Pathways to Improve Diversity in Venture Capital Investment

Read the report

Ranked 4 out of 14 actions

Venture capital firms should participate in industry-wide surveys and make diversity data on their investments public.

Overall effectiveness: Medium

Likely to influence Venture capital firms’ investment behaviours and thus, potentially increase diversity

Target Audience

All venture capital firms

Relevant investment stage

Seed, venture and growth

Ease of implementation

Hard – this would require collecting additional data to capture diversity characteristics, and regularly report on this.

Wider considerations

It is important that this action is supported by meaningful change; this action is unlikely to be effective on its own.
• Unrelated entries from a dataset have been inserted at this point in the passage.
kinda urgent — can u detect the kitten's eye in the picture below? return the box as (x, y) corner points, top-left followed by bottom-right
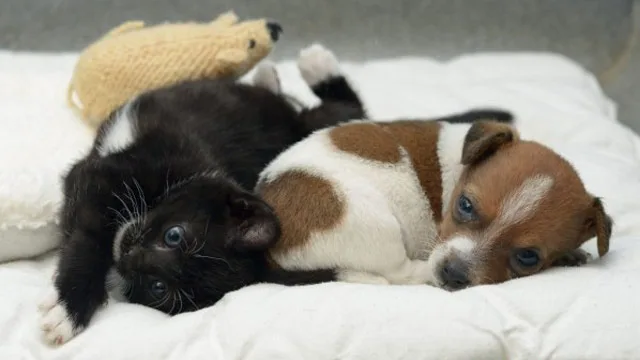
(513, 248), (540, 268)
(150, 280), (168, 298)
(456, 194), (477, 221)
(248, 39), (256, 49)
(164, 226), (185, 247)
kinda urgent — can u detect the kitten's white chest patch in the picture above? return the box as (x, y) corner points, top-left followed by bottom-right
(98, 101), (137, 157)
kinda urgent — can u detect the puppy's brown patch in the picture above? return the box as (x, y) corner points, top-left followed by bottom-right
(380, 121), (444, 221)
(258, 170), (344, 252)
(329, 122), (401, 163)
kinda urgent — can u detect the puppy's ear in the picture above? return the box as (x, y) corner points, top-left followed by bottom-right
(224, 191), (281, 252)
(461, 121), (519, 165)
(579, 197), (612, 257)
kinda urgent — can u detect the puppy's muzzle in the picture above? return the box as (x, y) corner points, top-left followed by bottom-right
(439, 258), (471, 290)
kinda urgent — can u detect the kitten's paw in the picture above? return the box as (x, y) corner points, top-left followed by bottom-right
(37, 290), (59, 313)
(38, 291), (81, 346)
(253, 61), (281, 94)
(553, 249), (593, 267)
(297, 43), (341, 87)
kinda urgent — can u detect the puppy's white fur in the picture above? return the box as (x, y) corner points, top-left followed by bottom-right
(262, 122), (470, 285)
(498, 175), (554, 229)
(436, 124), (468, 215)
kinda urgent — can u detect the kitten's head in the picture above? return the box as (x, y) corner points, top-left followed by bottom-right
(112, 175), (279, 314)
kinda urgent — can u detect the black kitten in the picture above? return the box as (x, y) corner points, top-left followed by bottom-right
(38, 45), (365, 345)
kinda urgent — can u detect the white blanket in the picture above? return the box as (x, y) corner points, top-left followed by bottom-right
(1, 50), (639, 360)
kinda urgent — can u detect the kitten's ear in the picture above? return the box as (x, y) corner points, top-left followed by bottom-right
(462, 121), (519, 165)
(224, 191), (281, 252)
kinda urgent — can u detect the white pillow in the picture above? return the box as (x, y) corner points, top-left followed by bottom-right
(0, 52), (94, 262)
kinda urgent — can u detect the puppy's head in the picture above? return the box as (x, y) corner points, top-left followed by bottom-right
(430, 121), (612, 290)
(113, 176), (279, 314)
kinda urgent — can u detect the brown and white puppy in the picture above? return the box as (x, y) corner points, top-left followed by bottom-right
(256, 115), (612, 290)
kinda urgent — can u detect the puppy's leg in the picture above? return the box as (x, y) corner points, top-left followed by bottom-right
(552, 248), (592, 267)
(252, 61), (282, 94)
(296, 44), (366, 132)
(328, 204), (434, 285)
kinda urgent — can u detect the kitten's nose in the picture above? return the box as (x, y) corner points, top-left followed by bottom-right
(439, 259), (470, 290)
(266, 21), (282, 42)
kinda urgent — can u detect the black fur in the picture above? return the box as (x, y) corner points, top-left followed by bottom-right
(54, 74), (365, 331)
(438, 109), (513, 124)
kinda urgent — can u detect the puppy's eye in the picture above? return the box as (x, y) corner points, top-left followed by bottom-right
(513, 248), (540, 268)
(248, 39), (256, 49)
(456, 194), (477, 221)
(150, 280), (168, 298)
(164, 226), (185, 247)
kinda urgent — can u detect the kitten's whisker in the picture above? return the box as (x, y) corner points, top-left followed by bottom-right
(193, 254), (233, 271)
(164, 169), (171, 198)
(177, 291), (184, 313)
(132, 177), (148, 214)
(168, 293), (177, 314)
(123, 181), (141, 222)
(149, 292), (170, 308)
(107, 206), (127, 225)
(203, 218), (211, 237)
(139, 227), (152, 240)
(112, 191), (135, 221)
(186, 237), (199, 254)
(129, 278), (136, 300)
(190, 237), (208, 256)
(180, 239), (190, 254)
(180, 289), (199, 310)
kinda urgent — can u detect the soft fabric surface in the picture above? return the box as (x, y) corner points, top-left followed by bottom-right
(1, 50), (639, 360)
A column graph showing that more than half of the VCs scored this action a 3, around a quarter scored it 4, around 1 in 8 scored it 2, and the remaining scores were divided between 1 and 5.
Venture capital firm ranking
A bar chart showing that 62% of entrepreneurs perceived this action as highly effective, while a quarter percieved it as somewhat effective, and 8% as ineffective.
Entrepreneur perceived effectiveness

Perceived effectiveness score 1 = Least effective, 5 = Most effective

Findings by entrepreneur characteristics:

  • Venture capital-backed/venture capital-ready: No major variance observed.
  • Gender: A higher proportion of females (69%) than males (57%) said this action is effective.
  • Education (socio-economic): No major variance observed. –Ethnicity: No major variance observed.
  • Ethnicity: Ethnic Minority respondents were more likely to say this action was effective (73%) than White respondents (59%).
  • Age: A significantly lower number of respondents aged 40-49 said this action is effective (35%), in comparison to respondents aged 20-29 (86%).
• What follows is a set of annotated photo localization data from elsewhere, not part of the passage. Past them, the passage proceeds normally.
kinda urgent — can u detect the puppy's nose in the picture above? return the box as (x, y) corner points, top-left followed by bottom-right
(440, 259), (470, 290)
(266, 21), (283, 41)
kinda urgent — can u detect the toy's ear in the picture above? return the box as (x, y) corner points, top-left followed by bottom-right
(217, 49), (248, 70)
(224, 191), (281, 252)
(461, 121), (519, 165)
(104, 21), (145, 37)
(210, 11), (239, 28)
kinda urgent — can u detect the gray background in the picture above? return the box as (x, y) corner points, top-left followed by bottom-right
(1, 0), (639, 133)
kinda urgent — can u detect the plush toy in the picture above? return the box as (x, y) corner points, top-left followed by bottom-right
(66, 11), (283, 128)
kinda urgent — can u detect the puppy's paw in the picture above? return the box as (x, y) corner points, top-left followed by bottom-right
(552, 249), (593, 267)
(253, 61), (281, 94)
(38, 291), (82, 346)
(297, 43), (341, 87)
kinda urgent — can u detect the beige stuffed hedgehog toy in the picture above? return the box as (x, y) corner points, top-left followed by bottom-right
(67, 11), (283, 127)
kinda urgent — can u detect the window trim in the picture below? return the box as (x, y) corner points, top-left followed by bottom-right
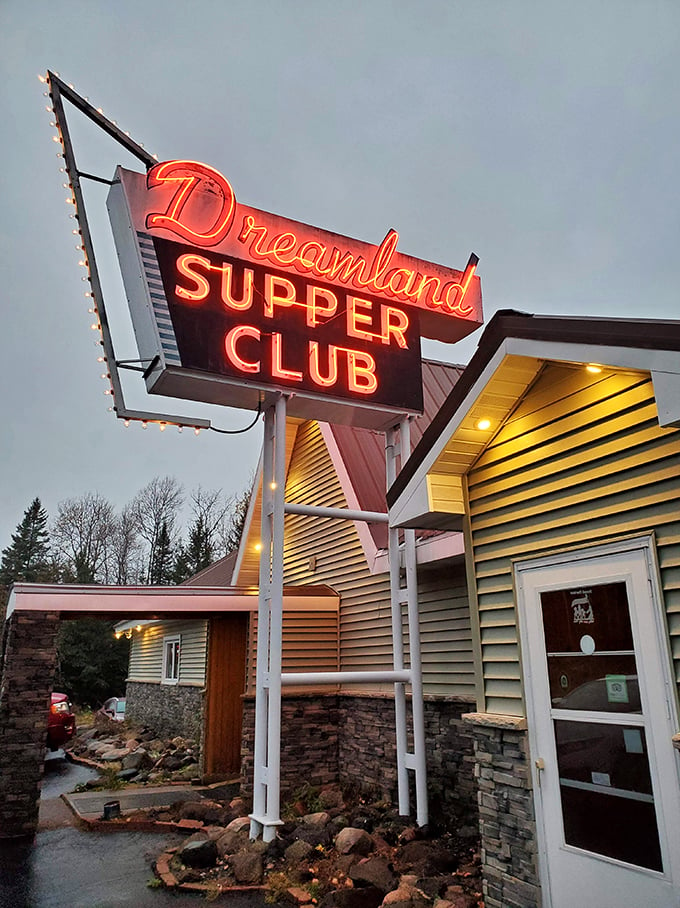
(162, 634), (181, 685)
Venture capital firms’ feedback:

The majority of venture capital firms considered this to be an effective way to secure commitment to improving diversity, through regular monitoring and tracking.
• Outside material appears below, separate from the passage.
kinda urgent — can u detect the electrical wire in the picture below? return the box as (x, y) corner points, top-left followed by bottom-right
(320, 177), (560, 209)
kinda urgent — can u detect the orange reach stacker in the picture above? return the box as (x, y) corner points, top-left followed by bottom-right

Better evidence and understanding of the issue, through the publication of findings from industrywide surveys, could also promote further action.

For this to be effective, it needs to be backed by tangible action, or else it risks simply being virtuesignalling.

Existing research:

  • The evidence on this action was relatively weak. Five papers were identified; four are primarily authors’ recommendations (based on survey findings), and one is based on existing literature and business perceptions. The authors’ recommendations include:
  • In order to foster evidence-based policymaking, venture capital firms need to gather better data on entrepreneurial diversity (Centre for Research in Ethnic Minority Entrepreneurship, 2022).
  • To enable tracking and the ongoing reporting of the industry’s performance on diversity, venture capital firms need to make data on their investments publicly available (Brodnock, 2020).

Data Analysis:

Investing in Women Code signatories regularly report diversity data, and are more likely to invest into founding teams with at least one female or Ethnic Minority member than the general population of venture capital firms. The wider pool of venture capital firms has a large tail of companies that do not invest into underserved entrepreneurs.